Overview
Linear regression is a method to best fit a linear equation, or a straight line, of the form $$y(x) = a + bx$$ to a collection of n points $$(x, y)$$, where $$b$$ is the slope and $$a$$ the intercept on the y-axis.
Discussion
In the following implementation, the result will be stated below without derivation, that requires minimization of the sum of the squared distance from the data points and the proposed line.

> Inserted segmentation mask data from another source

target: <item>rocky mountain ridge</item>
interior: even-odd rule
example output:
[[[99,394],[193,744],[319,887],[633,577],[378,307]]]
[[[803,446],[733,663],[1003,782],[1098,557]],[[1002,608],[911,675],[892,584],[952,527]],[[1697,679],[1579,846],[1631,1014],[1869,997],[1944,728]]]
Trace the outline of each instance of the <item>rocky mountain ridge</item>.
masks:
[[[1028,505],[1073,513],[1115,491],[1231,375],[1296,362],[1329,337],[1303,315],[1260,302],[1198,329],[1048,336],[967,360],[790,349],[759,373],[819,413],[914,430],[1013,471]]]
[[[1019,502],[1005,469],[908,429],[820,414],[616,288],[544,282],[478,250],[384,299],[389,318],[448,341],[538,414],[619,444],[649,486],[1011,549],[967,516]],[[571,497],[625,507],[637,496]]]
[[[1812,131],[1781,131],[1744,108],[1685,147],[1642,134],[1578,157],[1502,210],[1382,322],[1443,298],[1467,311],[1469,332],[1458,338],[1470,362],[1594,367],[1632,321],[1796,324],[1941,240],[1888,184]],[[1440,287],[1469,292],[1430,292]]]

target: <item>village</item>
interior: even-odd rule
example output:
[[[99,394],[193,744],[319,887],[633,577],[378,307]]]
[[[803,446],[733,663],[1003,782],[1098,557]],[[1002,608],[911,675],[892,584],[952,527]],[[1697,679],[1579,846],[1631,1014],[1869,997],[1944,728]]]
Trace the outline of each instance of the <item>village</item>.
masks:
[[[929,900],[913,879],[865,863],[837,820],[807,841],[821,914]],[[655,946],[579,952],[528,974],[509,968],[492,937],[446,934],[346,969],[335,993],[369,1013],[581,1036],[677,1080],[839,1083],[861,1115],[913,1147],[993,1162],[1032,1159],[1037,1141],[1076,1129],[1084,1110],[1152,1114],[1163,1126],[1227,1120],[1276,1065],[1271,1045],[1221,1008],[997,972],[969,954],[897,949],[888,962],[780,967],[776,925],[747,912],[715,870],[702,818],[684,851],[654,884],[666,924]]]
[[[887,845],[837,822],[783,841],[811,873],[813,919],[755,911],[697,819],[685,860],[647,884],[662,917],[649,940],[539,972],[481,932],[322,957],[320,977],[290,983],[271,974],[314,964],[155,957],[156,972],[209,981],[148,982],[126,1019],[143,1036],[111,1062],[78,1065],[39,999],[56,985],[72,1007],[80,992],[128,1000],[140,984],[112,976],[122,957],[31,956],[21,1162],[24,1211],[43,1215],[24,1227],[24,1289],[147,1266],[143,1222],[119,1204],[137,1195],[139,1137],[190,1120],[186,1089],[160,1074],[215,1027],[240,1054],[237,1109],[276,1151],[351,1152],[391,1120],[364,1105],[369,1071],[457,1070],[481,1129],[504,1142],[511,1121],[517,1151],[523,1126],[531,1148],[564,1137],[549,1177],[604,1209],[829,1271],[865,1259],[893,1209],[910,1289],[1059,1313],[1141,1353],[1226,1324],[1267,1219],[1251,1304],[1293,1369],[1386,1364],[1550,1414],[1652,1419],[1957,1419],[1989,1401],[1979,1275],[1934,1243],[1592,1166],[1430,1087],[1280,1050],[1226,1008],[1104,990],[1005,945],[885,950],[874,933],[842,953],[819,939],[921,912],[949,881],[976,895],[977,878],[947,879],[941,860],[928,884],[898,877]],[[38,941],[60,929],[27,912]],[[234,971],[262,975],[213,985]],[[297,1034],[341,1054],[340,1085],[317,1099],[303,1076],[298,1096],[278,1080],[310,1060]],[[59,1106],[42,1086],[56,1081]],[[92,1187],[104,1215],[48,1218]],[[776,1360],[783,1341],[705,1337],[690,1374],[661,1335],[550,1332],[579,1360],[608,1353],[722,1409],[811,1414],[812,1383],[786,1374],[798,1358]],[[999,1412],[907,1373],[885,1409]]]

This function is minimized by calculating the derivative with respect to a and b and setting these to zero.
This method assumes there is no known variance for the x and y values. There are solutions which can take this into account, this is particularly important if some values are known with less error than others. Also, this method requires that the slope is not infinite…
' Description:
' Linear Regression
' y(x) = a + bx, for n samples.
' Parameters:
' data - [in] An array of (x,y) values.
' a - [out] The slope.
' b - [out] The y-axis intersect.
' c - [out] The regression coefficient.
' Returns:
' True if successful, False otherwise.
Function LinearRegression(ByVal data, ByRef a, ByRef b, ByRef r)
' Local variables
Dim d, x, y, n
Dim sumx, sumy, sumx2, sumy2, sumxy, sxx, syy, sxy
' Initialize variables
sumx = 0 : sumy = 0 : sumx2 = 0 : sumy2 = 0 : sumxy = 0
n = UBound(data) + 1
' Initialize output
a = 0 : b = 0 : r = 0
' Default return value
LinearRegression = False
' Must have at least two points
If (n < 2) Then Exit Function
' Compute some things we need
For Each d In data
x = d(0)
y = d(1)
sumx = sumx + x
sumy = sumy + y
sumx2 = sumx2 + (x * x)
sumy2 = sumy2 + (y * y)
sumxy = sumxy + (x * y)
Next
sxx = sumx2 - (sumx * sumx / n)
syy = sumy2 - (sumy * sumy / n)
sxy = sumxy - (sumx * sumy / n)
' Infinite slope (b), non existant intercept (a)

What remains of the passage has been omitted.